Iver Johnson was a leading player in both the bicycle and arms industries, and its growth coincided with the birth of the advertising industry. Witty adverts and dynamic advertising material were the trademark of the time.
The Iver Johnson’s Arms & Cycle Works developed snappy slogans for its two most important patents, the Truss Bridge bicycle frame and the Hammerless Automatic pistol.
TRUST THE TRUSS
The Iver Johnson Truss Bridge Frame bicycle – the company’s headlining machine – was accompanied by the motto TRUST THE TRUSS.
HAMMER THE HAMMER
The famous Safety Hammerless Automatic Pistol featured bylines such as HAMMER THE HAMMER…
COCKED BUT LOCKED
COCKED BUT LOCKED was another catch-phrase used to illustrate that it was not possible to accidentally discharge the gun.
PAPA SAYS IT WON’T HURT US…
The advert below showing a young girl in bed with a pistol in her lap is probably the ultimate in bad taste in this genre.
JOHNSON & BYE
The Smoker pistol below was manufactured by Iver Johnson around 1880, when his company was called Johnson & Bye.
Major Taylor was the world champion cyclist who was cheated by the American Cycle Racing authorities because he was black.

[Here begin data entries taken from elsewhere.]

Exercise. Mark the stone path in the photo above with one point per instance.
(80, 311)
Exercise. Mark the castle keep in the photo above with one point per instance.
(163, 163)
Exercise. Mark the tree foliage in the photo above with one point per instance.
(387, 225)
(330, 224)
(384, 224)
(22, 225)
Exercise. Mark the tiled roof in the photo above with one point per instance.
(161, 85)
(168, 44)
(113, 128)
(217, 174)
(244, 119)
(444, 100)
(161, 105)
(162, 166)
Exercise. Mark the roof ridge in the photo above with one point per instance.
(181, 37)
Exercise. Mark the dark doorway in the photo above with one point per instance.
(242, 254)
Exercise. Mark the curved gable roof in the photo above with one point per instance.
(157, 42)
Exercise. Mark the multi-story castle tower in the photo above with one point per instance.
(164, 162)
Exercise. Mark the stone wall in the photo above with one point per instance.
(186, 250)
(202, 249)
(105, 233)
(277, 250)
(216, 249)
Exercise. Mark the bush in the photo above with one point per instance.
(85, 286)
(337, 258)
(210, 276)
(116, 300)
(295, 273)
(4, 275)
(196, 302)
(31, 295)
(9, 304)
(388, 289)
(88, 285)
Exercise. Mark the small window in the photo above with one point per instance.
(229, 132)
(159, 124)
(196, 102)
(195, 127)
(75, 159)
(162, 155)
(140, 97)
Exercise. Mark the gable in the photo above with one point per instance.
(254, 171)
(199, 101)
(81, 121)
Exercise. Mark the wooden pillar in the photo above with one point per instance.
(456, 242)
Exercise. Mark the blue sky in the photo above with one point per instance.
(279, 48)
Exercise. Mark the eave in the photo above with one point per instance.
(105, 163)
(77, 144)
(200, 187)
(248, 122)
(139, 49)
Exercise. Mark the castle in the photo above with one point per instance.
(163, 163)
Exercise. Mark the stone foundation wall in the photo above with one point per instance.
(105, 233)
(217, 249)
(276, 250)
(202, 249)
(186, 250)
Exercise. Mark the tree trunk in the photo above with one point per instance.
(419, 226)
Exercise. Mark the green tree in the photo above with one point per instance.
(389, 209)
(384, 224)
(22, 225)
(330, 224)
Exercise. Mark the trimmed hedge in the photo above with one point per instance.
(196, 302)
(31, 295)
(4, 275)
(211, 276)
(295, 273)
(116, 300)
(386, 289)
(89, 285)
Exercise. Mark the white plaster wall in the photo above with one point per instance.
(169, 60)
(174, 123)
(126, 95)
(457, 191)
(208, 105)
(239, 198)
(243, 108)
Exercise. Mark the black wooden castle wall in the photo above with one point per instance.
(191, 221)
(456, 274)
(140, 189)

But he fought back …and won!
‘TRUSS BRIDGE’ BICYCLES & IVER JOHNSON EPHEMERA
This website features Truss Bridge Frame bicycles by Iver Johnson. After 1917, American companies such as Columbia, Haverford (Black Beauty) and others sold similar ‘Arch Bar’ bicycles. Labor used a similar design in France. The style was not popular in Great Britain, though F Hopper advertised one.
You can also see Iver Johnson guns, ephemera and adverts, and a page on Major Taylor who was Iver Johnson’s most famous racer.
‘TRUSS FRAME’ BICYCLES
In addition, there are Truss Frame bicycles – a term which includes those using the Fowler patent (twin seat tube/open bb) and also the style adopted by Premier in England (1905) and Lovell Diamond in the USA (1909) – a double top tube with the lower tube sloping towards the from crown. After the turn of the century, Elswick used the name for their cross-frame bicycles.
After the original Iver Johnson ‘truss bridge’ patent expired in 1917, other companies brought out their own truss bridge models. Columbia made a prototype ‘Arch Bar’ model featuring their version of the ‘Truss Bridge’ frame in 1904 (see below); however, to avoid patent infringement, they could not advertise it until 1917. This particular prototype also has cushion suspension and shaft drive.
I’m intrigued how different frame sizes affect the profile of a ‘Truss Frame.’ A shorter headstock means a more shallow angle, as you can see by comparing this 22″ Lovell Diamond Truss Frame (on the left, above) with the 24″ the Lovell Diamond Truss frame opposite.
The Iver Johnson catalogue illustration above it has an even more shallow angle, so presumably shows an 18″ or 20″ frame.
A truss is an extra support: the description ‘truss frame’ is very general, and can include an extra bracing tube anywhere within the frame diamond. The Lovell Diamond Truss Frame Roadster (above) first appeared in the company’s 1909 catalogue. The design was already in use in England; the 1906 Helical Royal Premier (below) has an even more accentuated truss tube than the the Lovell Diamonds due to its large 26″ frame.